Video and Film
→ Public Service / Activism Organisation or Institution

Pause Before You Post

Data Protection Commission of Ireland

A public service film that exposed the hidden risks of sharenting and sparked a global conversation about children’s digital rights.

Case Study

Purpose of Campaign

Parents share images of their children online every day, often without realising how easily those posts can be used to reconstruct a child’s identity, routines, and personal data. Pause Before You Post was created by Ireland’s Data Protection Commission to highlight those risks and prompt parents to reconsider how and why they share their children’s lives online.

Rather than issuing guidance or warnings, the campaign was designed to provoke reflection and responsibility, treating children’s digital privacy as a matter of long-term wellbeing and rights.

Why this mattered

Sharenting is a widespread and largely unquestioned behaviour. By reframing it as an issue of children’s rights and future wellbeing, Pause Before You Post helped parents recognise a responsibility they hadn’t previously considered.

Post-campaign research showed that 80% of adults said it was important that this campaign existed, indicating not just attention, but public mandate for the conversation it created.

Cultural Response

The campaign entered mainstream conversation, with parents publicly reflecting on their own behaviour and discussing sharenting across social platforms, news outlets, and broadcast television.
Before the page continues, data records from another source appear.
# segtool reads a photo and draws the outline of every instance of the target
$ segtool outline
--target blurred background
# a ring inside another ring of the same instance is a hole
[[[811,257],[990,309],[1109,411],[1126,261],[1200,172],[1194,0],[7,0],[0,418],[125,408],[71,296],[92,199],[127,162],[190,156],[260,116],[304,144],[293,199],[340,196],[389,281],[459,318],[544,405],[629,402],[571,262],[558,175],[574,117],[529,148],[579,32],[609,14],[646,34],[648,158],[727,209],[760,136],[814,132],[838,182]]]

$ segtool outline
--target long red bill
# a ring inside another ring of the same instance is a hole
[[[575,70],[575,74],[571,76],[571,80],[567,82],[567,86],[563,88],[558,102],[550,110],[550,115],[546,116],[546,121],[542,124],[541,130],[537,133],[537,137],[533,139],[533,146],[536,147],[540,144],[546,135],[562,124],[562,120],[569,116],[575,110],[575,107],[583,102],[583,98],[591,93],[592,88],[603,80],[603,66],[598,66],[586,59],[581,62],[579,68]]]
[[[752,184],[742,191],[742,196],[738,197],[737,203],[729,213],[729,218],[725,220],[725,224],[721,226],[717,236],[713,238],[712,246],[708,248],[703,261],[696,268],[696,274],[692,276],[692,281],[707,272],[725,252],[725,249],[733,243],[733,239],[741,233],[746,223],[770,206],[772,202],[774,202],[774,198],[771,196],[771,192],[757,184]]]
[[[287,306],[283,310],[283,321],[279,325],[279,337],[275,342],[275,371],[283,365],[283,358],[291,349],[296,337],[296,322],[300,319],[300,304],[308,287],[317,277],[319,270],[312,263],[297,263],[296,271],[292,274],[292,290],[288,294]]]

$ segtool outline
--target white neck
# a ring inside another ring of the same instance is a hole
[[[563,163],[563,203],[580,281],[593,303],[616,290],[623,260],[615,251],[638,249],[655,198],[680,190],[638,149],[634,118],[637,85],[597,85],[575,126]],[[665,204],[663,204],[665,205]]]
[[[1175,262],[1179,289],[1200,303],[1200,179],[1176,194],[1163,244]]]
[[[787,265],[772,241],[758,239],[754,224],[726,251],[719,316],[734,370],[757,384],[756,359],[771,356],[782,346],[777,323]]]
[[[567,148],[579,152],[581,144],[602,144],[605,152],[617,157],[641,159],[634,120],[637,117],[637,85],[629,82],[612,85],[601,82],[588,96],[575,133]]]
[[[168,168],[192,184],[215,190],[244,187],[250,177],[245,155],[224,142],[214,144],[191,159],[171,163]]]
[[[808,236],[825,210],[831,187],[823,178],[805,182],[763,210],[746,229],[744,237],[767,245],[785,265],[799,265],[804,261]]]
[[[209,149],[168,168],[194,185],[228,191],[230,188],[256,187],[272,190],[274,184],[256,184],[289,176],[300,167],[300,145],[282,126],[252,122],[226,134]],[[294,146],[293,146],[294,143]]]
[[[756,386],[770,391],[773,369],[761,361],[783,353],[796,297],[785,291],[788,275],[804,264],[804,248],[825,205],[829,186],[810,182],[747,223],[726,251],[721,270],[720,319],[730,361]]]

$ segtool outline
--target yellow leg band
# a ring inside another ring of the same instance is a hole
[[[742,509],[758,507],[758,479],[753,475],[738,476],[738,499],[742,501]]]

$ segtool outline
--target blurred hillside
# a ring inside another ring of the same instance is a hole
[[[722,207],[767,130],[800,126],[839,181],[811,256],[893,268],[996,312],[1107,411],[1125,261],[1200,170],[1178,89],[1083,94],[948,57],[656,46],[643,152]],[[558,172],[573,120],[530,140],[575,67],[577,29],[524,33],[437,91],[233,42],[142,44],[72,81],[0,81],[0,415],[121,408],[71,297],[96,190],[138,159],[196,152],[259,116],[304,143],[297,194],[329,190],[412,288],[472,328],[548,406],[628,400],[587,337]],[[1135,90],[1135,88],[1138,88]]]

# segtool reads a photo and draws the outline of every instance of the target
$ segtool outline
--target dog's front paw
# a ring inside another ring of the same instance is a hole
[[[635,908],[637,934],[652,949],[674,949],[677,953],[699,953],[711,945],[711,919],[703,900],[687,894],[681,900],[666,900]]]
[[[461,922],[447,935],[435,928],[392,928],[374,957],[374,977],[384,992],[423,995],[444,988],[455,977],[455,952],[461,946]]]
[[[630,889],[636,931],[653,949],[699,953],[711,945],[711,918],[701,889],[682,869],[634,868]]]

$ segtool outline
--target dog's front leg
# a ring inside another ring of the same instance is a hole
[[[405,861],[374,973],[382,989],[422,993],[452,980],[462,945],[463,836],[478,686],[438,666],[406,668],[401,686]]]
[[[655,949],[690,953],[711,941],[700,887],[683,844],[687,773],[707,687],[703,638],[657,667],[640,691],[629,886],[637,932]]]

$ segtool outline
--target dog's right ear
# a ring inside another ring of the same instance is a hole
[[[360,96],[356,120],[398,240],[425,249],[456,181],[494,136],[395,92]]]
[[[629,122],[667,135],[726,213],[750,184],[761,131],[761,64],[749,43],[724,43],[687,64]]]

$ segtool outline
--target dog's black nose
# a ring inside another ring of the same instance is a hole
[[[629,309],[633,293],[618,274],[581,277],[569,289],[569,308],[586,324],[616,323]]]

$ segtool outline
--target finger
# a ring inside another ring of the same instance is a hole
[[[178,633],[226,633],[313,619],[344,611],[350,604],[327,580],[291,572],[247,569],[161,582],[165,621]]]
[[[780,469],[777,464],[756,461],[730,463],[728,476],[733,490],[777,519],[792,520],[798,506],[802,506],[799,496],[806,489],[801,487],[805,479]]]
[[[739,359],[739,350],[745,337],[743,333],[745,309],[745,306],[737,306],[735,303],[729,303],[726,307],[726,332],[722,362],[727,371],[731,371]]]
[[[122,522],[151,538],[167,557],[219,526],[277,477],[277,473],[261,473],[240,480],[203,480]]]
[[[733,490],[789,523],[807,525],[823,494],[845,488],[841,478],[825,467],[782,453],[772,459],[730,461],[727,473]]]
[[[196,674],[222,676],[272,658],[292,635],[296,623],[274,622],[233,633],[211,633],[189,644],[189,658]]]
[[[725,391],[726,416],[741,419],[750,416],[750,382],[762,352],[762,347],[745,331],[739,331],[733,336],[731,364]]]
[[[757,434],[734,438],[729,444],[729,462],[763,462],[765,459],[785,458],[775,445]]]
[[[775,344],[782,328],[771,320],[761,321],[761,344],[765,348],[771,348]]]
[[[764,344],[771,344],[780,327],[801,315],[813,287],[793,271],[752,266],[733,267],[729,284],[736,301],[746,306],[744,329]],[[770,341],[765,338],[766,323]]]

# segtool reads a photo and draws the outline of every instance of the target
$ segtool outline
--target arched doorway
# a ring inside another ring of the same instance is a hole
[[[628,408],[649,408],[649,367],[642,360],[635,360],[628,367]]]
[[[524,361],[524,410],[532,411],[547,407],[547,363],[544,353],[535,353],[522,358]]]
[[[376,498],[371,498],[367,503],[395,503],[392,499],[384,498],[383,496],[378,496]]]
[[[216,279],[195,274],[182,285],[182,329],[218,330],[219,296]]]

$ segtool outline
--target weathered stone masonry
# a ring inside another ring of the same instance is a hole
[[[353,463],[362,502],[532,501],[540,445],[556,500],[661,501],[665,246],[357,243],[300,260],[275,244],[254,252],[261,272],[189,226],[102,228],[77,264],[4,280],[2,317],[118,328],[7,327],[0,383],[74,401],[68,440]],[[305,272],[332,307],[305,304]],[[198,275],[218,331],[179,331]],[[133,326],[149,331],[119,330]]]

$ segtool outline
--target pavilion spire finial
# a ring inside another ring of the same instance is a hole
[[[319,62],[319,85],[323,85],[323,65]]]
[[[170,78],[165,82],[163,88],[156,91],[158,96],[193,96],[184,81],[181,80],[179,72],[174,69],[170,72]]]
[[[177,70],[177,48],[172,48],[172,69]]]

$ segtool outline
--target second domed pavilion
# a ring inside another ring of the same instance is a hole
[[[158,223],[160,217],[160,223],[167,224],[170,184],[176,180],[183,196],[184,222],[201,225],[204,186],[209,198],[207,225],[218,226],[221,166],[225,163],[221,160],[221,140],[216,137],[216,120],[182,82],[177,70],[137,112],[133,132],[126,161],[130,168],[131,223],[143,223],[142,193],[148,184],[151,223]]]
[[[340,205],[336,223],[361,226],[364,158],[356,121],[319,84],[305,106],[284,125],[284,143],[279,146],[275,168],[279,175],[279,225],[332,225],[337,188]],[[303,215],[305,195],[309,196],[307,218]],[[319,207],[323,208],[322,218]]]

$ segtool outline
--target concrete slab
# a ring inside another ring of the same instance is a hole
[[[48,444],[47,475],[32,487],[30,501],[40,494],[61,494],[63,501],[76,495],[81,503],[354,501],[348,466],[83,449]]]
The film became a reference point in conversations about parenting, consent, and children’s digital footprints.

What happened next

Following its release, the campaign continued to be shared and discussed beyond Ireland. Data protection authorities in other countries requested to use the work locally, extending its relevance and lifespan beyond its original market and positioning it as a transferable public-education intervention.